Matan Kleiner
I am a PhD candidate at the Electrical and Computer Engineering department of the Technion, under the supervission of Prof. Tomer Michaeli.
My research interests lie at the intersection of optics, computational imaging, computer vision and deep learning. I am exploring various theoretical aspects of optical computing, a promising paradigm that combines deep learning and photonics. Additionally, I am interested in the imaging pipeline, from accurately capturing objects in the physical world as images and videos to editing and manipulating them using vision foundation models.

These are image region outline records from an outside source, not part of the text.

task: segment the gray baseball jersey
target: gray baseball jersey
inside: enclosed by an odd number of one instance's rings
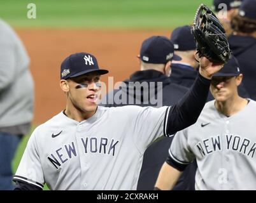
[[[177,166],[196,159],[196,190],[255,190],[256,102],[231,117],[214,102],[206,104],[194,125],[176,134],[169,158]]]
[[[60,112],[34,130],[13,180],[52,190],[136,190],[143,153],[164,134],[169,108],[98,107],[80,122]]]

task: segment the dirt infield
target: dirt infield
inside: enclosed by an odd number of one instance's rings
[[[65,107],[59,88],[60,65],[69,55],[80,51],[94,54],[100,67],[110,70],[115,82],[138,70],[136,55],[142,41],[152,35],[169,37],[170,30],[126,31],[85,30],[16,30],[31,57],[36,87],[34,124],[45,122]]]

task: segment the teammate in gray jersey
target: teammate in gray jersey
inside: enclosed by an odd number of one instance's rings
[[[155,187],[171,189],[196,159],[196,190],[255,190],[256,102],[238,95],[242,81],[233,57],[213,77],[215,100],[207,103],[196,123],[178,132]]]
[[[159,49],[160,57],[171,60],[166,51]],[[45,183],[52,190],[136,190],[146,147],[196,122],[222,67],[203,57],[193,88],[174,106],[108,108],[96,103],[108,70],[91,54],[71,55],[60,69],[66,109],[34,131],[13,178],[16,190]]]

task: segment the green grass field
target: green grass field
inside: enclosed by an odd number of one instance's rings
[[[15,28],[84,29],[168,29],[190,23],[198,6],[212,0],[0,0],[0,18]],[[36,6],[36,18],[28,19],[27,5]],[[31,134],[31,133],[30,133]],[[21,141],[13,171],[29,135]],[[47,189],[46,187],[45,188]]]
[[[169,29],[191,23],[198,6],[212,0],[0,0],[0,17],[15,27]],[[27,5],[36,6],[28,19]]]

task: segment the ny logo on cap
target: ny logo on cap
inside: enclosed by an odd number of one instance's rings
[[[85,55],[83,59],[85,61],[85,65],[87,65],[87,62],[89,63],[89,65],[94,65],[94,62],[92,61],[92,58],[90,55]]]
[[[61,73],[61,76],[62,77],[66,77],[69,74],[70,74],[69,69],[64,69],[62,72]]]

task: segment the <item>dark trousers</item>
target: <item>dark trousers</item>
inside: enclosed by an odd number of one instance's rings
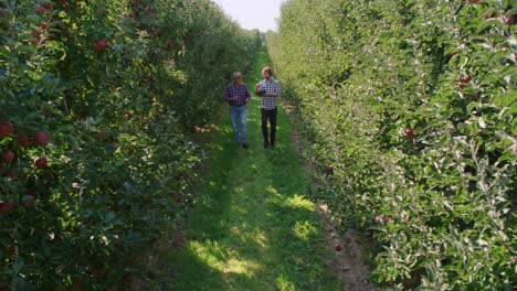
[[[262,134],[264,136],[264,142],[272,146],[275,146],[276,138],[276,108],[271,110],[262,108]],[[271,134],[267,132],[267,120],[270,120],[271,125]]]

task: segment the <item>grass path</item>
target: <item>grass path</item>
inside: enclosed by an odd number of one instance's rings
[[[266,64],[262,52],[247,76],[254,88]],[[323,260],[330,256],[315,205],[304,197],[305,172],[283,110],[277,148],[262,147],[260,100],[249,105],[251,148],[231,140],[229,118],[218,125],[211,171],[187,225],[186,245],[162,258],[173,290],[338,290]]]

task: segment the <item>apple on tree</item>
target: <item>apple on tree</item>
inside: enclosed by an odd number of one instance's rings
[[[46,146],[49,144],[49,141],[50,141],[50,138],[49,138],[49,134],[46,134],[46,132],[40,131],[40,132],[34,133],[35,144]]]
[[[7,151],[3,153],[3,162],[4,163],[12,163],[14,161],[14,153],[12,151]]]
[[[0,138],[7,138],[12,136],[14,128],[10,122],[0,122]]]

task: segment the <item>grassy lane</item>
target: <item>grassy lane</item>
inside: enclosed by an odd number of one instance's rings
[[[267,62],[262,52],[250,88]],[[183,249],[162,258],[172,267],[173,290],[338,290],[324,267],[327,254],[315,205],[304,197],[305,172],[279,111],[277,148],[265,150],[260,100],[249,106],[250,150],[231,140],[228,118],[215,134],[211,172]]]

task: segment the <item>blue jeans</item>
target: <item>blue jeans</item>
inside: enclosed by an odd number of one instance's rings
[[[246,106],[230,106],[230,120],[236,142],[247,143]]]

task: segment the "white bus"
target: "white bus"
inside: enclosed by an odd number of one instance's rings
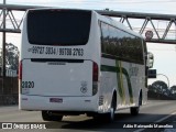
[[[146,102],[146,44],[92,10],[29,10],[22,30],[20,109],[63,116],[138,114]]]

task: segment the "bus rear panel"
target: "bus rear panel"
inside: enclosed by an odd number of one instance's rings
[[[94,56],[99,52],[90,52],[91,15],[80,10],[28,12],[21,47],[21,109],[97,111],[99,68]]]

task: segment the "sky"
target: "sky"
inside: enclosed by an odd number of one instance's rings
[[[3,3],[3,0],[0,0],[0,3]],[[176,0],[6,0],[6,3],[92,10],[103,10],[108,8],[113,11],[162,14],[175,14],[176,12]],[[162,26],[165,25],[162,24]],[[173,29],[176,31],[175,25]],[[0,40],[2,40],[1,34]],[[0,45],[2,45],[0,41]],[[7,43],[13,43],[20,48],[21,34],[7,34]],[[155,61],[153,68],[157,69],[157,74],[160,74],[157,79],[165,81],[169,87],[176,85],[176,45],[147,43],[147,48],[154,54]],[[155,80],[156,79],[151,79],[150,84]]]

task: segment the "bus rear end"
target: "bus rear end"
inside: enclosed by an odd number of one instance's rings
[[[99,66],[92,11],[26,13],[20,62],[20,109],[97,111]],[[92,33],[92,35],[90,35]],[[94,35],[95,34],[95,35]],[[98,41],[96,43],[99,43]]]

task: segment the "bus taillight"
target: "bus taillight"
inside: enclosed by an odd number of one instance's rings
[[[95,62],[92,64],[92,81],[98,81],[98,65]]]
[[[19,79],[22,79],[22,61],[19,64]]]
[[[98,92],[98,65],[92,63],[92,96]]]

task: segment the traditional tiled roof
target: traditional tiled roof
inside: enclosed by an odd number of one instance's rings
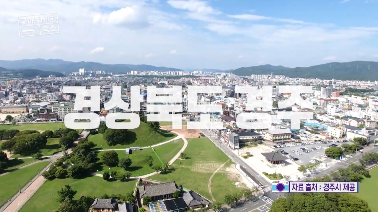
[[[178,188],[175,181],[172,181],[159,184],[138,186],[138,189],[141,197],[143,198],[145,196],[156,197],[173,194]]]
[[[119,212],[133,212],[133,206],[126,202],[118,204],[118,206]]]
[[[183,199],[189,207],[201,204],[208,205],[210,202],[192,190],[186,192],[183,195]]]
[[[114,199],[99,199],[96,198],[90,208],[114,208],[117,201]]]

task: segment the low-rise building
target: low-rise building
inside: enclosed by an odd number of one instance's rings
[[[265,140],[276,143],[283,143],[291,140],[291,131],[288,129],[267,130],[263,133]]]

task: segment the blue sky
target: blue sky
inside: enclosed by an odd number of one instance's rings
[[[0,60],[228,69],[378,59],[378,0],[3,2]],[[17,17],[54,12],[59,34],[19,37]]]

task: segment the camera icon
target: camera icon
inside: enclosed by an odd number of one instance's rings
[[[288,193],[289,189],[288,181],[276,181],[272,183],[272,192]]]

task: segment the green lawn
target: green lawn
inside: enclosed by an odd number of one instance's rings
[[[102,178],[93,176],[80,180],[71,178],[55,179],[47,181],[20,210],[20,212],[54,211],[59,206],[57,201],[57,192],[66,184],[69,184],[77,192],[75,199],[82,196],[100,198],[105,194],[125,195],[135,189],[136,181],[109,182]]]
[[[371,176],[365,178],[359,183],[358,193],[353,194],[367,202],[372,211],[378,211],[378,168],[375,167],[369,171]]]
[[[22,124],[20,125],[13,125],[12,124],[0,124],[0,129],[18,129],[22,130],[36,130],[45,131],[51,130],[55,131],[59,128],[65,128],[66,126],[62,122],[54,122],[53,123],[36,123],[33,124]],[[78,129],[79,133],[83,131],[82,129]]]
[[[23,166],[25,165],[33,163],[37,160],[34,158],[25,158],[23,159],[12,159],[8,161],[8,167],[6,170],[9,171]]]
[[[229,158],[207,138],[190,138],[188,142],[184,152],[187,159],[175,161],[171,167],[175,170],[171,173],[154,175],[149,178],[163,182],[175,181],[184,187],[211,199],[208,188],[209,179]],[[230,162],[226,165],[231,164]],[[227,166],[221,169],[212,180],[212,192],[218,201],[223,201],[225,194],[232,194],[238,190],[234,182],[229,179],[225,170]]]
[[[166,163],[178,153],[183,146],[184,141],[180,139],[154,147],[153,149],[163,163]]]
[[[102,134],[91,135],[88,140],[96,144],[96,148],[102,149],[125,149],[130,147],[146,147],[170,140],[176,136],[174,133],[166,132],[164,131],[156,131],[153,130],[148,124],[141,122],[139,127],[129,130],[130,143],[128,144],[117,144],[109,146],[104,139]]]
[[[172,121],[159,121],[159,123],[161,126],[172,126]],[[182,125],[186,125],[187,124],[187,122],[186,121],[183,121]]]
[[[175,141],[174,143],[173,142],[170,142],[156,146],[154,149],[163,163],[167,163],[178,152],[183,145],[184,141],[180,139]],[[155,171],[155,169],[153,168],[153,166],[161,165],[156,154],[151,148],[146,148],[139,151],[134,151],[130,155],[126,155],[125,151],[123,150],[116,152],[118,153],[118,158],[120,159],[129,157],[132,161],[133,163],[131,166],[127,170],[127,171],[131,172],[132,177],[138,177],[153,172]],[[112,170],[116,170],[119,172],[126,171],[120,167],[113,167],[109,169],[108,166],[102,164],[101,158],[102,155],[105,152],[104,151],[99,152],[98,157],[100,158],[100,160],[99,163],[100,166],[98,168],[98,173],[102,174],[104,171]],[[150,155],[153,158],[153,165],[151,167],[150,167],[146,162],[146,160]]]
[[[0,206],[5,204],[48,164],[48,162],[40,162],[0,177]]]
[[[44,156],[50,156],[53,155],[54,152],[59,151],[63,151],[64,149],[60,147],[59,145],[59,138],[49,138],[47,139],[47,143],[45,147],[41,149],[41,153]],[[33,155],[29,156],[21,156],[19,154],[13,155],[11,157],[11,158],[20,158],[22,157],[31,157]]]

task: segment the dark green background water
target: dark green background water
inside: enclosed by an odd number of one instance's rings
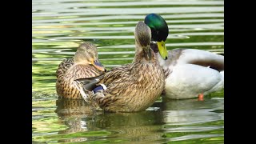
[[[169,26],[167,50],[224,53],[223,1],[33,0],[32,141],[56,142],[224,143],[223,91],[197,99],[159,98],[146,111],[88,112],[83,101],[58,101],[55,71],[85,41],[107,68],[132,62],[134,30],[150,13]]]

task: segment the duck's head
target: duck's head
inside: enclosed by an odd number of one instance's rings
[[[167,59],[168,53],[166,47],[166,40],[169,34],[169,28],[166,22],[158,14],[150,14],[146,16],[144,22],[151,30],[151,41],[156,42],[161,57],[164,60]]]
[[[98,50],[95,45],[86,42],[79,46],[74,56],[75,63],[90,64],[101,71],[106,71],[104,66],[98,59]]]
[[[143,57],[146,60],[151,60],[151,49],[150,46],[151,40],[151,30],[143,22],[136,25],[135,31],[136,53],[143,51]]]

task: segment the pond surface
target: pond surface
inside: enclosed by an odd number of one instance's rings
[[[166,21],[167,50],[224,54],[224,1],[33,0],[34,143],[224,143],[224,91],[197,99],[159,98],[146,111],[91,114],[82,100],[58,100],[55,71],[82,42],[108,69],[132,62],[138,21]]]

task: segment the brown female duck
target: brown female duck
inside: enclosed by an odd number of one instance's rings
[[[139,22],[134,36],[136,52],[133,62],[114,68],[95,78],[97,87],[94,89],[93,98],[105,111],[145,110],[160,97],[164,89],[163,71],[150,46],[150,29]],[[76,82],[87,101],[88,95],[84,93],[88,90],[86,80]]]
[[[89,42],[81,44],[74,58],[64,59],[58,66],[56,71],[58,95],[64,98],[82,99],[74,80],[95,77],[105,70],[98,60],[97,47]]]

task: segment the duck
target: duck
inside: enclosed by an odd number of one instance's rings
[[[134,37],[135,54],[131,63],[114,67],[88,81],[76,80],[85,100],[90,97],[85,91],[92,90],[94,94],[89,99],[94,99],[106,112],[143,111],[160,98],[164,89],[164,73],[150,46],[150,29],[138,22]]]
[[[76,88],[75,79],[95,77],[106,70],[98,60],[95,45],[82,43],[73,58],[64,58],[56,70],[56,92],[60,98],[83,99]],[[91,92],[86,92],[91,94]]]
[[[151,29],[150,47],[156,54],[166,77],[162,95],[171,99],[198,98],[224,89],[224,55],[197,49],[166,51],[168,25],[159,14],[144,19]]]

Contact me at matan dot kleiner at campus dot technion dot ac dot il.
Publications
SP3: Spherical Priors for Plug-and-Play Restoration Sean Man, Ron Raphaeli*, Matan Kleiner*, Or Ronai Preprint 2026
SP3 is a plug-and-play restoration with Spherical Encoders as generative priors, enabling stable anytime results with perceptual quality comparable to zero-shot diffusion and flow methods while running 3-630x faster.
Neural Inverse Design of Self Shaping Composites Gal Kapon, Arielle Blonder, Matan Kleiner, Tomer Michaeli, Guy Austern Materials & Design 2026
We introduce a data-driven approach for the inverse design of self-shaping fiber-reinforced polymer sheets, leveraging a large synthetic dataset generated from physically informed simulations.
Illumination Angular Spectrum Encoding for Controlling the Functionality of Diffractive Networks Matan Kleiner, Lior Michaeli, Tomer Michaeli Preprint 2026 Presented as an oral presentation at CLEO 2026
Diffractive networks are typically trained for a single task, limiting their potential adoption in systems requiring multiple functionalities. We propose a new control mechanism, based on the illumination's angular spectrum, where we shape the illumination using an amplitude mask that selectively controls its angular components.
All-optical uncertainty visualization for ill-posed image restoration tasks Matan Kleiner, Tomer Michaeli Optics Letters 2026 Presented as an oral presentation at CLEO 2026
Existing diffractive network designs for image restoration output only a single reconstruction for each input image, and thus do not inform the user of the inherent uncertainty in the reconstruction. We explore a diffractive network architecture that simultaneously output multiple plausible reconstructions for each input image, provides a highly informative visualization of the uncertainty in the reconstruction.
ELAD: Blind Face Restoration using Expectation-based Likelihood Approximation and Diffusion Prior Sean Man, Guy Ohayon, Ron Raphaeli, Matan Kleiner, Michael Elad SIGGRAPH Asia 2025
We propose a novel approach to blind face restoration using a degradation estimator, expectation-based likelihood approximation, and diffusion prior.
Can the Success of Digital Super-Resolution Networks Be Transferred to Passive All-Optical Systems? Matan Kleiner, Lior Michaeli, Tomer Michaeli Nanophotonics 2025 Presented as an oral presentation at CLEO 2025
We find that passive, phase-only, and nonlinear all-optical super-resolution networks face two key challenges: (i) a tradeoff between reconstruction fidelity and energy preservation, and (ii) a limited dynamic range of input intensities that can be effectively processed.
FlowEdit: Inversion-Free Text-Based Editing Using Pre-Trained Flow Models Vladimir Kulikov, Matan Kleiner, Inbar Huberman-Spiegelglas, Tomer Michaeli ICCV 2025 Best Student Paper Award
FlowEdit is a text-based editing method for pre-trained T2I flow models, which is inversion-free, optimization-free and model agnostic. FlowEdit constructs an ODE that directly maps between the source and target distributions, leading to SOTA results.
Coherence Awareness in Diffractive Neural Networks Matan Kleiner, Lior Michaeli, Tomer Michaeli Laser & Photonics Reviews 2025 Presented as an oral presentation at CLEO 2024
We illustrate that, as opposed to imaging systems, the degree of spatial coherence has a dramatic effect in diffractive networks. Following this observation, we propose a general framework for training diffractive networks for any specified degree of spatial and temporal coherence.
Slicedit: Zero-Shot Video Editing With Text-to-Image Diffusion Models Using Spatio-Temporal Slices Nathaniel Cohen*, Vladimir Kulikov*, Matan Kleiner*, Inbar Huberman-Spiegelglas, Tomer Michaeli ICML 2024 Presented as an oral presentation at the CVG workshop @ ICML 2024
Slicedit is a method for text-based video editing that utilizes a pre-trained T2I diffusion model and spatiotemporal slices.
SinDDM: A Single Image Denoising Diffusion Model Vladimir Kulikov, Shahar Yadin*, Matan Kleiner*, Tomer Michaeli ICML 2023
SinDDM is a framework for training a diffusion model on a single image. SinDDM learns the internal statistics of the training image by using a multi-scale diffusion process, generates diverse high-quality samples, and it can be easily guided by external supervision, such as CLIP model.